According to the United States Census Bureau, the town has a total area of 194.8 sqkm, of which 183.8 sqkm are land and 11 sqkm, or 5.64%, are water. Upper and Lower Post Lake are in the northeast corner of the town, on the Wolf River. The Hunting River rises in the northern part of town at Otter Lake next to the community of Elcho and drains the central part of the town before flowing southeast to the Wolf River at Pearson. The Prairie River, a tributary of the Wisconsin River, drains the western part of the town, except for the northwest corner, where Enterprise Lake feeds Enterprise Creek, which flows north toward the Pelican River, a separate tributary of the Wisconsin River.

==Demographics==
As of the census of 2000, there were 1,317 people, 613 households, and 397 families residing in the town. The population density was 18.5 people per square mile (7.1/km^{2}). There were 1,370 housing units at an average density of 19.2 per square mile (7.4/km^{2}). The racial makeup of the town was 98.71% White, 0.08% African American, 0.08% Native American, 0.15% Asian, and 0.99% from two or more races. Hispanic or Latino people of any race were 0.23% of the population.
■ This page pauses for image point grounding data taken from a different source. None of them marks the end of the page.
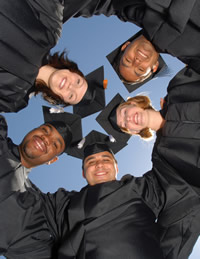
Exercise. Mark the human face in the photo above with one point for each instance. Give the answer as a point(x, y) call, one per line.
point(41, 145)
point(132, 117)
point(70, 86)
point(100, 168)
point(138, 60)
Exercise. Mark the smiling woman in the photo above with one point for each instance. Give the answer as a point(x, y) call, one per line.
point(137, 116)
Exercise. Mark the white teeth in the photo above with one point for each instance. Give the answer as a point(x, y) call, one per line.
point(62, 83)
point(142, 54)
point(40, 147)
point(136, 118)
point(100, 173)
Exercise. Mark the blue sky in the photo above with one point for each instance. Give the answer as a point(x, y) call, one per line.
point(88, 41)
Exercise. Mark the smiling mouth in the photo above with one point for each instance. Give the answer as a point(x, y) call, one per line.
point(39, 144)
point(62, 83)
point(102, 173)
point(143, 54)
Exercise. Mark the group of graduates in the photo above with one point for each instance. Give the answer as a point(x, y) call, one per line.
point(153, 216)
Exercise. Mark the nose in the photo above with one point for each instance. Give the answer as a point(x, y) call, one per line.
point(128, 118)
point(99, 163)
point(137, 61)
point(45, 139)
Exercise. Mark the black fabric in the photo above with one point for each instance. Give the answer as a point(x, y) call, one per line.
point(172, 25)
point(36, 25)
point(27, 216)
point(96, 148)
point(74, 225)
point(182, 108)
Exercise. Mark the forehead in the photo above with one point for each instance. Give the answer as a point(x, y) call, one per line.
point(98, 156)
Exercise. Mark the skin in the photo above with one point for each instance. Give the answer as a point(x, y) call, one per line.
point(70, 86)
point(138, 60)
point(134, 118)
point(100, 168)
point(41, 145)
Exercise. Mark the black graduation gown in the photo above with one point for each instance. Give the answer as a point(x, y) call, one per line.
point(117, 219)
point(172, 25)
point(180, 140)
point(29, 29)
point(178, 144)
point(37, 25)
point(30, 221)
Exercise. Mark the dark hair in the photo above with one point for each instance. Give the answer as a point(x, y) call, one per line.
point(59, 61)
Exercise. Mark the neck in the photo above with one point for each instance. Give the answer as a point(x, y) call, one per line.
point(45, 73)
point(155, 121)
point(23, 161)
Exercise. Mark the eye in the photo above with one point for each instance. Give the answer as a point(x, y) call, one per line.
point(141, 69)
point(128, 60)
point(45, 130)
point(70, 96)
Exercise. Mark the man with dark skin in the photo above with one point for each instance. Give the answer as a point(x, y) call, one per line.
point(24, 225)
point(107, 205)
point(41, 145)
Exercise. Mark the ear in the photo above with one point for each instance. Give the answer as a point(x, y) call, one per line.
point(83, 174)
point(155, 67)
point(52, 160)
point(123, 47)
point(117, 169)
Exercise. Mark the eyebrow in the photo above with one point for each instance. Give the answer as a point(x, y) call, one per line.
point(49, 126)
point(51, 129)
point(93, 157)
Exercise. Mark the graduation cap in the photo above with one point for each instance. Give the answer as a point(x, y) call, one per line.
point(107, 119)
point(114, 57)
point(96, 142)
point(67, 124)
point(94, 98)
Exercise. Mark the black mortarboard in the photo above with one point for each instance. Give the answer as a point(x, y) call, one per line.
point(94, 98)
point(107, 119)
point(113, 58)
point(96, 142)
point(67, 124)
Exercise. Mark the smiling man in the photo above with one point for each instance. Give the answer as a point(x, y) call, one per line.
point(42, 145)
point(138, 61)
point(24, 229)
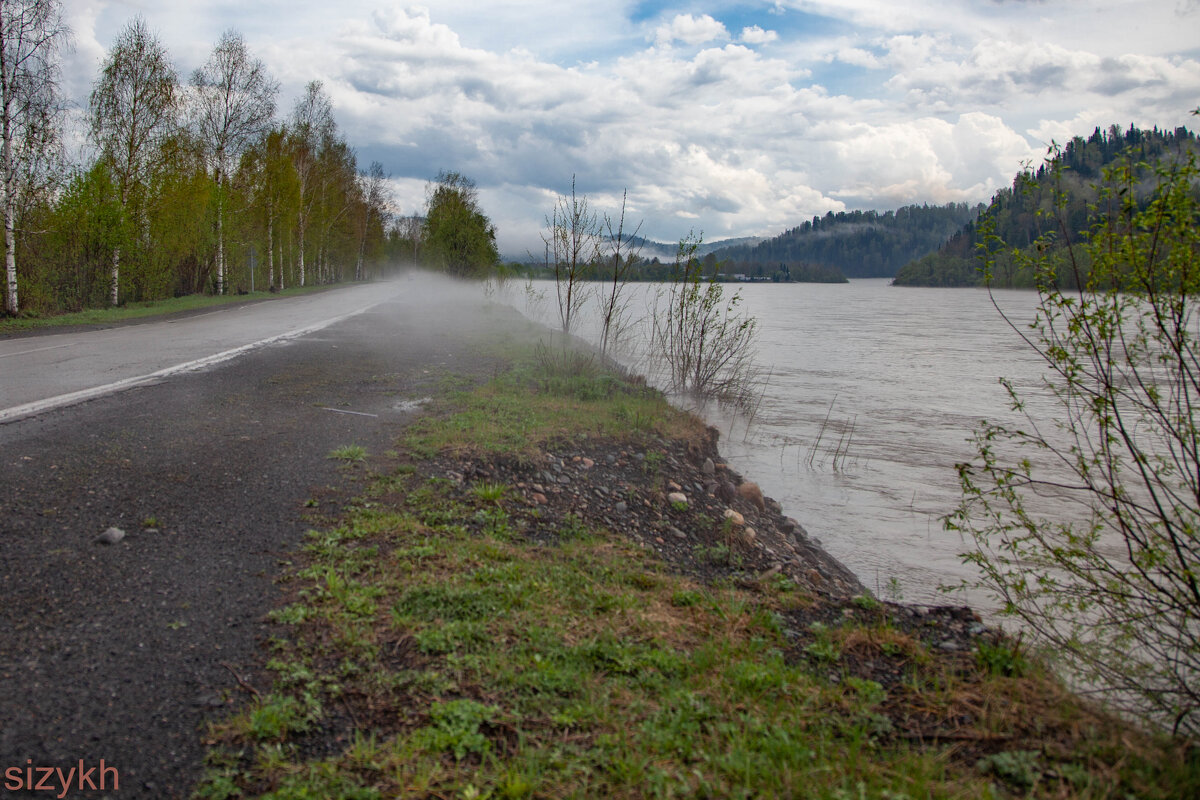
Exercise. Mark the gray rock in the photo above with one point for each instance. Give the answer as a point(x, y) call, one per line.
point(111, 536)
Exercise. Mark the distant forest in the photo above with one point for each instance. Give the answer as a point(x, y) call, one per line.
point(856, 244)
point(1026, 211)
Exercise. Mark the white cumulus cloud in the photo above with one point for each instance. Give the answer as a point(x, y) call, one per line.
point(690, 30)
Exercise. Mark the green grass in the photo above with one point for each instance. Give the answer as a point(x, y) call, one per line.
point(352, 453)
point(139, 310)
point(445, 655)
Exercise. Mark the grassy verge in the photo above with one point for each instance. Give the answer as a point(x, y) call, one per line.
point(139, 310)
point(449, 637)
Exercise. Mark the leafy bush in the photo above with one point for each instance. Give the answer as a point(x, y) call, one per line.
point(1115, 590)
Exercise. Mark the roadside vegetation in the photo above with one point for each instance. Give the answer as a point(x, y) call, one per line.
point(143, 310)
point(450, 635)
point(193, 185)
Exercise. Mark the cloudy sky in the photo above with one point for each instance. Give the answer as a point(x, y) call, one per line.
point(732, 119)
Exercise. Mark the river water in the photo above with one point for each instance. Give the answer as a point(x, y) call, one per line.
point(873, 395)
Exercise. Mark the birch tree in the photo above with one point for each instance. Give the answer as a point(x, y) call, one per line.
point(31, 36)
point(132, 109)
point(573, 247)
point(312, 125)
point(235, 103)
point(376, 199)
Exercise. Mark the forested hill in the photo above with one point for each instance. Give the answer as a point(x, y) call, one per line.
point(1014, 211)
point(861, 244)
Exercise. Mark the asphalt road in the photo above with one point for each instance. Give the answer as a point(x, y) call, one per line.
point(121, 653)
point(42, 372)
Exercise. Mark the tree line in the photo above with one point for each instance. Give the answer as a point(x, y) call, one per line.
point(187, 186)
point(856, 244)
point(1057, 199)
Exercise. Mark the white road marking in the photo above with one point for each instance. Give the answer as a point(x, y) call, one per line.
point(340, 410)
point(36, 407)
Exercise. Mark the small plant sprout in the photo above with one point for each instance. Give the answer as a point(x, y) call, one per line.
point(349, 453)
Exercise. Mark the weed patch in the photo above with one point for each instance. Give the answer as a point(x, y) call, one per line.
point(453, 636)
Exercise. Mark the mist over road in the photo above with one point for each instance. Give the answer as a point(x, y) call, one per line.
point(42, 372)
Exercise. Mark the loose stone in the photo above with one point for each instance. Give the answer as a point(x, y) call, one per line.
point(111, 536)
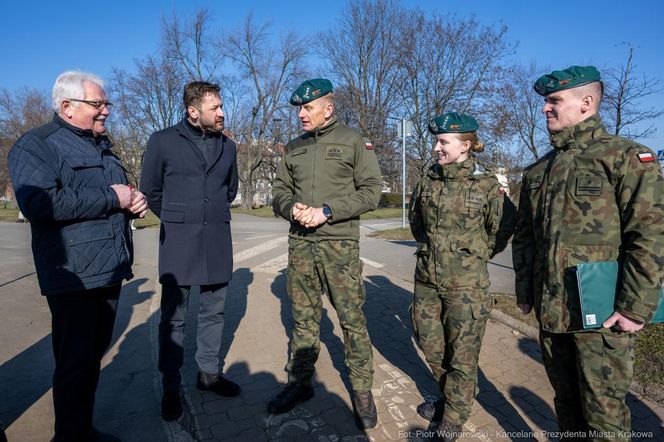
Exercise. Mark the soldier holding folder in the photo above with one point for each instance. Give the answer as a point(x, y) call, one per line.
point(593, 197)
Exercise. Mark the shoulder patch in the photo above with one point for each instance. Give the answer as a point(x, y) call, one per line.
point(646, 157)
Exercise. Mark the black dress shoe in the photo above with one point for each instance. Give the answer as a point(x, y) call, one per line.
point(216, 383)
point(290, 396)
point(98, 436)
point(432, 411)
point(364, 408)
point(171, 405)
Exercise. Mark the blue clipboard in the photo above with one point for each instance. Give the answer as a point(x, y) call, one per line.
point(597, 293)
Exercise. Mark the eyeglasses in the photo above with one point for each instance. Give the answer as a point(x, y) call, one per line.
point(97, 104)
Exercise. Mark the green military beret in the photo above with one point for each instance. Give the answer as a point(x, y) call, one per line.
point(310, 90)
point(566, 79)
point(452, 122)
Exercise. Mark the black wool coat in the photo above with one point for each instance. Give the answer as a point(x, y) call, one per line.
point(191, 197)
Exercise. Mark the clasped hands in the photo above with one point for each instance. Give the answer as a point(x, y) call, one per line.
point(308, 217)
point(131, 199)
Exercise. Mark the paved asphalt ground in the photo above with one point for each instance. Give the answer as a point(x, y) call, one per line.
point(514, 400)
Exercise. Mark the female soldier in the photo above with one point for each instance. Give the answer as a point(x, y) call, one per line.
point(460, 217)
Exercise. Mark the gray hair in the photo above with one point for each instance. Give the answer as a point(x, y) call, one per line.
point(70, 85)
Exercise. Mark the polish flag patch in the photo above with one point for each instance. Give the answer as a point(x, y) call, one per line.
point(646, 157)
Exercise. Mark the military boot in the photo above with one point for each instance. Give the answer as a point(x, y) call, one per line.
point(364, 408)
point(448, 432)
point(291, 395)
point(432, 411)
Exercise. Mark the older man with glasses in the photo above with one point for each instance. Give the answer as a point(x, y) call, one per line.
point(74, 191)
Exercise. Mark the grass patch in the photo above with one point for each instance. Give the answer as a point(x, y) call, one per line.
point(399, 234)
point(649, 356)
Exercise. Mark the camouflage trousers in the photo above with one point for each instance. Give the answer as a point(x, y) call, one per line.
point(590, 373)
point(449, 328)
point(334, 268)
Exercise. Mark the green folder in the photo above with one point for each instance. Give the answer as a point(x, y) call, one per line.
point(597, 293)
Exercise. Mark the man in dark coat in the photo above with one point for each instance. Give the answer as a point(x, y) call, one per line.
point(74, 192)
point(190, 178)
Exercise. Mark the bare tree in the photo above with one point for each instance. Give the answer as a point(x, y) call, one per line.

There were 613 households, out of which 17.5% had children under the age of 18 living with them, 56.3% were married couples living together, 5.1% had a female householder with no husband present, and 35.1% were non-families. 30.2% of all households were made up of individuals, and 15% had someone living alone who was 65 years of age or older. The average household size was 2.15 and the average family size was 2.64.

In the town, the population was spread out, with 18% under the age of 18, 4.3% from 18 to 24, 20.5% from 25 to 44, 30.5% from 45 to 64, and 26.7% who were 65 years of age or older. The median age was 51 years. For every 100 females age 18 and over, there were 100.7 males.

The median income for a household in the town was $29,010, and the median income for a family was $36,000. Males had a median income of $27,262 versus $19,327 for females. The per capita income for the town was $17,016. About 7.5% of families and 9% of the population were below the poverty line, including 5.7% of those under age 18 and 6% of those age 65 or over.